My own conclusion, after a careful investigation of the facts, was, that the sugar was cooled down in vessels of iron, which were, in some way, more or less oxydated or rusted, and that a small quantity of free acid having been, by some means unknown, developed in the sugar, it entered into a chemical combination with the metallic oxyde, to form a species of copperas—perhaps the genuine sulphate of iron itself.

No medicine was given, nor was any needed. It was sufficient to let the system rest, till Nature, with the assistance of small quantities of water,—such as she was constantly demanding,—could eject the intruding foe. It required only a little patient waiting.

There is scarcely a doubt that the sufferer learned, from his experiment, one important lesson; viz., to let alone every thing which, by cooking, has been changed to a dark color. Beets are sometimes blackened by cooking in iron vessels, as well as sugar; and so are apples and apple-sauce, and sundry other fruits and vegetables.

The word apple-sauce reminds me of an incident that recently occurred in my own family. A kind neighbor having sent us some apple-sauce, such of the family as partook of it freely, suffered, soon afterward, in a way that led to the suspicion of poison. This apple-sauce was quite dark-colored, but tasted well enough.

We have seen, in Chapter XXVIII., that in the use of apple-sauce, or apple butter, or, indeed, any thing containing an acid, which has been in contact with the inner surface of red earthen ware, glazed with the oxyde of lead, people are sometimes poisoned; but for common, plain, apple-sauce, recently cooked, to be poisonous, is rather unusual. However, we can hardly be too careful in these matters. Serious evils have sometimes arisen from various kinds of complicated cookery, even when the healthiness of the vessels used was quite above suspi.
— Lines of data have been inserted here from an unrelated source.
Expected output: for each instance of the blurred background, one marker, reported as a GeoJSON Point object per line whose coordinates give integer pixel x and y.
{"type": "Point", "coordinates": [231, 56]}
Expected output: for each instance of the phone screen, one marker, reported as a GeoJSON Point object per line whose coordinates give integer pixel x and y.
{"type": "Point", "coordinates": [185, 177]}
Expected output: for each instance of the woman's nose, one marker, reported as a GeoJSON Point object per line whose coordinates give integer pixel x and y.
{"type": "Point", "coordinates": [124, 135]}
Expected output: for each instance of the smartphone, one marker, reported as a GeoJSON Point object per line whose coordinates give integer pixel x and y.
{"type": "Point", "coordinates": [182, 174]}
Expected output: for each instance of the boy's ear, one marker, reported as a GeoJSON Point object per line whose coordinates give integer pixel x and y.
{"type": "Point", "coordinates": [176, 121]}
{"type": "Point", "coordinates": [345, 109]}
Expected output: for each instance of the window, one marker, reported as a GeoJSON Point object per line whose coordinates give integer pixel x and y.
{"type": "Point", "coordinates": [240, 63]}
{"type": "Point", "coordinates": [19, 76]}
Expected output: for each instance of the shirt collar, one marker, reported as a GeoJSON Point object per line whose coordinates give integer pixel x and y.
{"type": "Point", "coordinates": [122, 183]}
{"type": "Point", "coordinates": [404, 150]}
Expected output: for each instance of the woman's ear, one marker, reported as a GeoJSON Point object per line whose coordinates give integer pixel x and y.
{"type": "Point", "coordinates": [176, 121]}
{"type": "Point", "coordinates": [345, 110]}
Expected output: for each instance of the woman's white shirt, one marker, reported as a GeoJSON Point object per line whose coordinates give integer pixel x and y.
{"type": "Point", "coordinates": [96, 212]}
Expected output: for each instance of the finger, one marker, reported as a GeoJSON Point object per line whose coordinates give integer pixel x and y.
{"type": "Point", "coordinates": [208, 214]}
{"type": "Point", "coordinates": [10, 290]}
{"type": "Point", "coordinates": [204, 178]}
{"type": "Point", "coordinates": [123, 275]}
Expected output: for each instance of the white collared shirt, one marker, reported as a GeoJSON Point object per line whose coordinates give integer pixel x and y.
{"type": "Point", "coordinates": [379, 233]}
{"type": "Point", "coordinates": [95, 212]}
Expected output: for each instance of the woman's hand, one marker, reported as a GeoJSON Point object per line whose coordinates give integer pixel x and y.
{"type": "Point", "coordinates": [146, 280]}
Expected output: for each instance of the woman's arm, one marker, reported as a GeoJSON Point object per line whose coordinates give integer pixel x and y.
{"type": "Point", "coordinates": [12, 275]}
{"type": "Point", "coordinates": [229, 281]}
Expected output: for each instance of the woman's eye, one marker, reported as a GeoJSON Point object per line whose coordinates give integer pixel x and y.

A powerful argument this in favor of simplicity.

It should also be remembered, with regard to sugar, that this is a substance whose use, even when known to be perfectly innoxious, is, at best, of doubtful tendency, beyond the measure which the Divine Hand has incorporated into the various substances which are prepared for our use. That sugar, in considerable quantities, leads to fulness, if not to fatness, is no proof of its healthfulness; since fatness itself is a sign of disease in man and all other animals, as has, of late, been frequently and fully demonstrated.